ガールズトークが恋しい。でも神木さんと朴さんは…ていうか神木さんには近寄るなオーラがビシビシきてる。怖い。

「それではこの間の小テストを返します。志摩くん」
「ほぉい」

ああ。と意識をそっちに戻す。
そういえば小テストやったけ。
後ろの席でのんびりと、今度は何を思うわけでもなくただみんなにテストが返されていくのを見届けながら、自分の名前が呼ばれるのを待っていた。

「なんやと。俺はな、祓魔師の資格得る為に本気で塾に勉強しに来たんや!!」

それでも余程ボーッとしていたのか、突然の大声に体がビクリと揺れた。
どうやら勝呂くんと奥村くんが何か言い合っているようで、見た目に反して秀才な勝呂くんが、ちょっと授業にダラけ気味な奥村くんに鬱憤を吐いていた。
もちろん、勝呂くんの言うことは私も正しいと思う。
まあ、塾にいるのはみんな真面目に祓魔師を目指している人だけでは、ないんだけどね。私とか。
あの二人、これから先も喧嘩いっぱいしそうだな。仲裁大変そう。

「あ、小川さん。小テスト。素晴らしいですよ。満点です」

そんなタイミングの悪い時に、奥村先生たら私を呼びやがった。
威嚇しあってる二人の間を通るのはとても嫌だ。というよりも、

「満点!?」
「満点…!」

さりげなく人の点数を口外しないでほしいです。
どうしよう満点ちょー嬉しいはずなのに「あいつ頭良かったんだ!」みたいな視線のせいで素直に喜べません。
ネイガウスさんにみっちり叩き込まれただけなんです。
恐ろしかった。
もう二度とネイガウスさんの前で小テストがあるなんて言うもんか。
口にするだけでも恐ろしい。

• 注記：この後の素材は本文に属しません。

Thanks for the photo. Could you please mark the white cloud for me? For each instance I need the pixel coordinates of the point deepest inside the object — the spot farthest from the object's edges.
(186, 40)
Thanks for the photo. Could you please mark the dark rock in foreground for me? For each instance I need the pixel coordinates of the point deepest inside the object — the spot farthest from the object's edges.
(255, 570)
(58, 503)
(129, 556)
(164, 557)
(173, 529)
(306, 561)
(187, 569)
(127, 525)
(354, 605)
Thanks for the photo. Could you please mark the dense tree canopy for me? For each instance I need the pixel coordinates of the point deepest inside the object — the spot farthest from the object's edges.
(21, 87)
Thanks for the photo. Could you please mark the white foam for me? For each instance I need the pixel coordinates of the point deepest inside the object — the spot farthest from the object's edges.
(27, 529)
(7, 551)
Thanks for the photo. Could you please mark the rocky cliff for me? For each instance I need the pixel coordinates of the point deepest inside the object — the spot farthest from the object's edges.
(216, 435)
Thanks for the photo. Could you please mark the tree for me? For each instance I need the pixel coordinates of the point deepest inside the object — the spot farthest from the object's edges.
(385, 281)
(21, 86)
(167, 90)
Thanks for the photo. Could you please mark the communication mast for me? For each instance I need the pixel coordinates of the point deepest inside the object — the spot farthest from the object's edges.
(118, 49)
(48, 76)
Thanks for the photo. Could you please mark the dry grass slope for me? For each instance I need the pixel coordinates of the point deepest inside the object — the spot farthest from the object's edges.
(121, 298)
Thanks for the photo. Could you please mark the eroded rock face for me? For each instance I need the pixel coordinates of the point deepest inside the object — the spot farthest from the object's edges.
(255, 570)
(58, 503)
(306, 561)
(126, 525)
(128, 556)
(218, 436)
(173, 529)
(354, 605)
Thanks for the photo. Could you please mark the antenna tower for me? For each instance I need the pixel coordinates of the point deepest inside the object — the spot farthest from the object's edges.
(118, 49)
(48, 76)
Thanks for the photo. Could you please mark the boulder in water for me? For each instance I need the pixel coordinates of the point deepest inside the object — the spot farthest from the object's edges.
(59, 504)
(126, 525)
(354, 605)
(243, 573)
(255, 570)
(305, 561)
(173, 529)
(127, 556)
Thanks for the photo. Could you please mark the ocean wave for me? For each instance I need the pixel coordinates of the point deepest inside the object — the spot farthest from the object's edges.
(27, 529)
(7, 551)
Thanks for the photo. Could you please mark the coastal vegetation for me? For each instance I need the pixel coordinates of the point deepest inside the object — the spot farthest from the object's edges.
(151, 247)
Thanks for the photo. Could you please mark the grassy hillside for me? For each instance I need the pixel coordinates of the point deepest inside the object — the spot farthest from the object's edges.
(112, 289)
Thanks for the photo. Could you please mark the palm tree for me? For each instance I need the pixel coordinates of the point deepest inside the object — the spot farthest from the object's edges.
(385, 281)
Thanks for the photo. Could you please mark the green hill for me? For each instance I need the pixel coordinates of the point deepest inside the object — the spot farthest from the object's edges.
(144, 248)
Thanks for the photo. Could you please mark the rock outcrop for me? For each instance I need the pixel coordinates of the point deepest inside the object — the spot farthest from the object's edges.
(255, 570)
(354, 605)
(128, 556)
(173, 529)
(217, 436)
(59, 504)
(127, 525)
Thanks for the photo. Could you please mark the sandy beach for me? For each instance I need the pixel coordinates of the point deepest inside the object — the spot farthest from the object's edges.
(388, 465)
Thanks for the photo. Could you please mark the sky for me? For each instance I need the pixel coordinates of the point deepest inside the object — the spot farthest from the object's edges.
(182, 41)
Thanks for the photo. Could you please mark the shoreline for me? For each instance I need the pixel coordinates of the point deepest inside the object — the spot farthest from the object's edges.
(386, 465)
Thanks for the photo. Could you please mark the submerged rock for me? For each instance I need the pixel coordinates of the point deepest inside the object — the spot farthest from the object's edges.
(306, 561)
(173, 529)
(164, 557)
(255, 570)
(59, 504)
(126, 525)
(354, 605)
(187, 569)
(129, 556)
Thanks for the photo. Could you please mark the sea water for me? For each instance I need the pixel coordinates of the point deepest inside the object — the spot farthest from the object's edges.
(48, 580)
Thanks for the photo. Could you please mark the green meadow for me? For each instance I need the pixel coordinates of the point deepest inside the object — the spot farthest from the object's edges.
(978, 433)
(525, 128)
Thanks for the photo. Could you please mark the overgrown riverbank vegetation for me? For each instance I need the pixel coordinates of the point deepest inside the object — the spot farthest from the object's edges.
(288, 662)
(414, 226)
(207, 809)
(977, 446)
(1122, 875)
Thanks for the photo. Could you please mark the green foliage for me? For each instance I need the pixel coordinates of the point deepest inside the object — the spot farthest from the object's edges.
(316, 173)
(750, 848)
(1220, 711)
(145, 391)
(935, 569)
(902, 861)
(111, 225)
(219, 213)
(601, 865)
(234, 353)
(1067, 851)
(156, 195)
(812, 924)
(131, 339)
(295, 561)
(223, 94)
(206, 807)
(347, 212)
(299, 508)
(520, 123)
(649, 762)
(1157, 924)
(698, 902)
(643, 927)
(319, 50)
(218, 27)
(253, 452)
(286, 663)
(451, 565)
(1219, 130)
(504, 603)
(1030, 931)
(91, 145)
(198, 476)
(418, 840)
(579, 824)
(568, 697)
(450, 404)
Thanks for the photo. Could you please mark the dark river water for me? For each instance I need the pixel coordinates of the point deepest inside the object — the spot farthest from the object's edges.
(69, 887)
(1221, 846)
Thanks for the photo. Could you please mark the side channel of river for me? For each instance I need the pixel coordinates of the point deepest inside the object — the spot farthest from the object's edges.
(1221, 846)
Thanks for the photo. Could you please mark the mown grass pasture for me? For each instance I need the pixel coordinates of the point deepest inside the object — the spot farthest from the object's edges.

あんな勉強の仕方。
ほら、ネイガウスさん医工騎士の称号も持ってるし。

「よく頑張りましたね」

ニッコリと愛想笑いを浮かべてテストを受け取り、そそくさと席に戻る。
途中勝呂くんにむっちゃ睨まれてたような気がするけど気にしない。気にしない。
ていうかキミが嫌いなタイプは意識低い奴じゃないのか。目をつけられてしまいましたか。嫌だよ怖いよ。